Trotz Erziehermangel fand sich vor Jahren kein Kindergarten im Marburger Raum, der eine Kopftuch tragende, gut ausgebildete Erzieherin einstellen wollte.

Statt Vorbehalte zu pflegen, sollte man offen miteinander umgehen und verschiedene Lebensweisen und mehr Vielfalt akzeptieren, so viele muslimische Bürgerinnen und Bürger, die Diversität als Bereicherung verstehen und nicht als Gefahr: „Muslime sind Teil der Lösung und nicht Teil des Problems“, so eine muslimische Flüchtlingsberaterin.

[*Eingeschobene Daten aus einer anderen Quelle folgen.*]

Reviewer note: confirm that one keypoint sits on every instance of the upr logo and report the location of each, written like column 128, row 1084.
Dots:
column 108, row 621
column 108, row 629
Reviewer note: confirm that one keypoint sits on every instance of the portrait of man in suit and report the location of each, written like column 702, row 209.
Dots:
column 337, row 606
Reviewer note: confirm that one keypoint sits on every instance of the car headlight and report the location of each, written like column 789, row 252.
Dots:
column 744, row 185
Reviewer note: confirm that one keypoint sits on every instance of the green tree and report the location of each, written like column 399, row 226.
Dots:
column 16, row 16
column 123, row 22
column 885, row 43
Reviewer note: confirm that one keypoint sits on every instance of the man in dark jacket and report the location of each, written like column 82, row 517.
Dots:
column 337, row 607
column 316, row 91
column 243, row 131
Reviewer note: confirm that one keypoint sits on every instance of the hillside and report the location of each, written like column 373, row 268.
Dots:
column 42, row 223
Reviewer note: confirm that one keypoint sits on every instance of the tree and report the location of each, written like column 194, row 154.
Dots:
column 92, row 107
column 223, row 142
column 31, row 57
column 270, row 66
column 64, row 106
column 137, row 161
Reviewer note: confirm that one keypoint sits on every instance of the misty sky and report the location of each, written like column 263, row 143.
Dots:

Auch Bilal El-Zayat verweist darauf, dass ein Kopftuch auch bei orthodoxen Christen und bei Juden vorkommt und dringend mehr Austausch, mehr Begegnung, mehr Musik, mehr Kultur gemeinsam organisiert werden sollte. „Wir sind eigentlich extrem gastfreundlich und wollen Gutes gerne zurückgeben, das gibt uns unsere Religion schon vor“, so die Flüchtlingsberaterin.

Auf die Frage nach antimuslimischem Rassismus fällt dem Gemeindevorsitzenden in Marburg einiges ein:

„Na klar, da gibt es zahlreiche Beispiele. Da war die Bombendrohung vor unserem letzten Ramadan-Fest, es gibt Angriffe und Übergriffe auf Frauen, die Kopftuch tragen, wir hatten vor wenigen Jahren einen Brandanschlag auf eine Marburger Moschee (es war die am unteren Richtsberg), Sachbeschädigungen stellen wir ständig fest, Schmähbriefe und Drohbriefe aus der Bevölkerung kommen regelmäßig bei uns an – teilweise mit Namen und Absender.“

Zur Frage, wie man bisher reagiert habe, räumt Prof. El -Zayat ein, dass man bisher vielleicht zu gelassen gewesen ist, „aber alles, was jetzt kommt, melden wir dem Staatsschutz, das haben wir von der jüdischen Gemeinde gelernt.“

Was kann man besser machen?

„Die Information und der Austausch, auch gemeinsame Treffpunkte und Begegnungen müssen mehr organisiert werden“, schlagen die Betroffenen vor. Politisch könnte man z.B. verhindern, dass ein Schulsportfest, an dem ja auch viele muslimische Kinder teilnehmen, ausgerechnet auf den höchsten islamischen Feiertag geplant wird.

Sich gegenseitig informieren und aufeinander zugehen? Die muslimischen Mitbürger/innen im Marburger Raum scheinen dazu bereit zu sein und wollen sich selbst auch noch mehr der Marburger Bevölkerung öffnen.